My hair was not so bad after all
Like most Nigerian women, I am always complaining about what to do with my hair. Most of the time, resorting to wigs, weaves and everything in between. Well, following the chemotherapy, all my hair fell off and I am now as bald as a baby – now I understand the saying “a woman’s hair is her glory”. I never appreciated how having your own God-given hair gives you a certain degree of emboldening power. I now understand why some cultures make widows shave their hair because just that simple act makes you vulnerable and somewhat subdued. So hey, appreciate your hair, no matter how nappy, kinky and stubborn it it. By all means use our various black women add-ons but don’t’ take for granted the hair God put on your hair, for it is indeed your real glory. Let it out and let it breathe once in a while.

Beauty is really in the eyes of the beholder
My husband and I have been married for 7 years and we love each other with that kind of “I don see you finish” kind of love. In the past, I never thought it would really be important the way he perceives me because after all the stress of birthing 2 boys – my body had better be the best body in the world to him. However, for the first time, I catch myself concerned. Here, I am fighting the fight of my life and I have energy to think about what a man will think of my body. It is actually laughable. For the first time, it made me realize the conscious and sub-conscious weight that we as we women give to the way the men in our lives perceive our beauty. So hey, if you are a woman reading this, always remember that the most important persons’ opinion about how your body looks is YOU. And, if you are a man reading this, be kind and sensitive to your significant other about her inadequacies and insecurities about her body. It may seem like she doesn’t care but she probably does.

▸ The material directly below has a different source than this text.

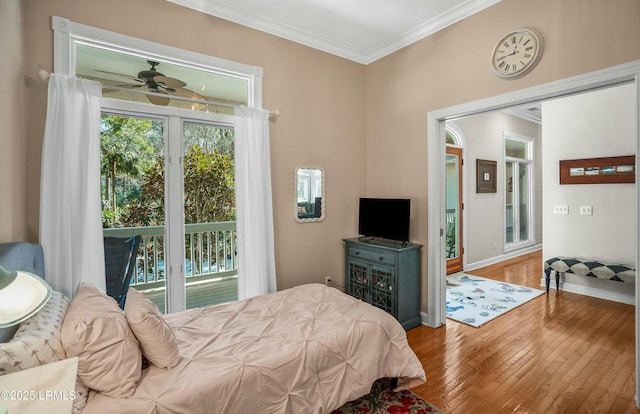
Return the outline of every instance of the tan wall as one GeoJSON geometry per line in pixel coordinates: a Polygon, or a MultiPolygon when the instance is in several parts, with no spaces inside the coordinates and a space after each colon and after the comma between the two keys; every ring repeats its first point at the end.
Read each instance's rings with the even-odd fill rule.
{"type": "Polygon", "coordinates": [[[22,56],[20,2],[0,0],[0,243],[26,237],[22,56]]]}
{"type": "Polygon", "coordinates": [[[638,22],[637,0],[503,0],[368,65],[367,192],[413,197],[412,240],[426,246],[427,113],[638,60],[638,22]],[[518,27],[542,33],[544,55],[523,78],[502,80],[489,57],[495,42],[518,27]]]}
{"type": "MultiPolygon", "coordinates": [[[[25,73],[53,67],[50,16],[264,68],[263,105],[271,123],[272,181],[278,288],[343,277],[341,237],[353,236],[364,192],[364,67],[317,50],[158,0],[25,0],[25,73]],[[294,220],[295,166],[325,169],[327,217],[294,220]]],[[[1,95],[0,95],[1,96],[1,95]]],[[[3,99],[3,98],[0,98],[3,99]]],[[[28,239],[38,238],[40,152],[46,84],[27,87],[28,239]]],[[[24,157],[21,157],[24,158],[24,157]]],[[[2,178],[4,182],[4,178],[2,178]]],[[[13,189],[14,192],[18,191],[13,189]]],[[[6,240],[13,240],[6,237],[6,240]]]]}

The perception that breasts are a woman’s identity
As a medical student, I was often shocked when women would abscond from the clinic once they were told that their breasts will need to be removed. I never quite got it. You mean, you would rather die than have your breast removed? You must be crazy.
Well, I kind of get it now. From a young age, girls are made to see the breast as a great tool for womanhood (i) a tool of manipulation used by our mothers when she is trying to get us to do something or threatening she says- “You sucked this breast for 9 months etc……” (ii) a tool of seduction when in music videos when we see those “highly endowed” cleavage baring video vixens with all the men lusting after them (iii) a life-giving tool because you must breastfeed otherwise your child will be not become Bill Gates or Albert Einstein in the future, or so they say!

Society places so much pressure on women to see their breasts as their identity and without it you are less of a woman. Now, that I face the imminent removal of mine, I have come to realize that I had better have another way to define myself as beautiful even though my female ammunition is gone. The concept of “inner beauty” becomes less a cliché and more of a conscious effort to see myself as beautiful from my mind’s eye so that this inner beauty becomes what I see regardless of what stares back at me from the mirror. So hey, if you have breasts big or small, carry it with confidence and shine. Make sure you teach your daughters to be proud of their bodies, no matter what package it comes in.

In a nutshell, let us not allow society’s perception of what it is to be beautiful as a woman cloud our judgement and the way we see ourselves. You are beautiful just the way you are. Most importantly, remember to do your regular self-breast examinations and if you are over 40 years, kindly request a mammogram from your health care provider.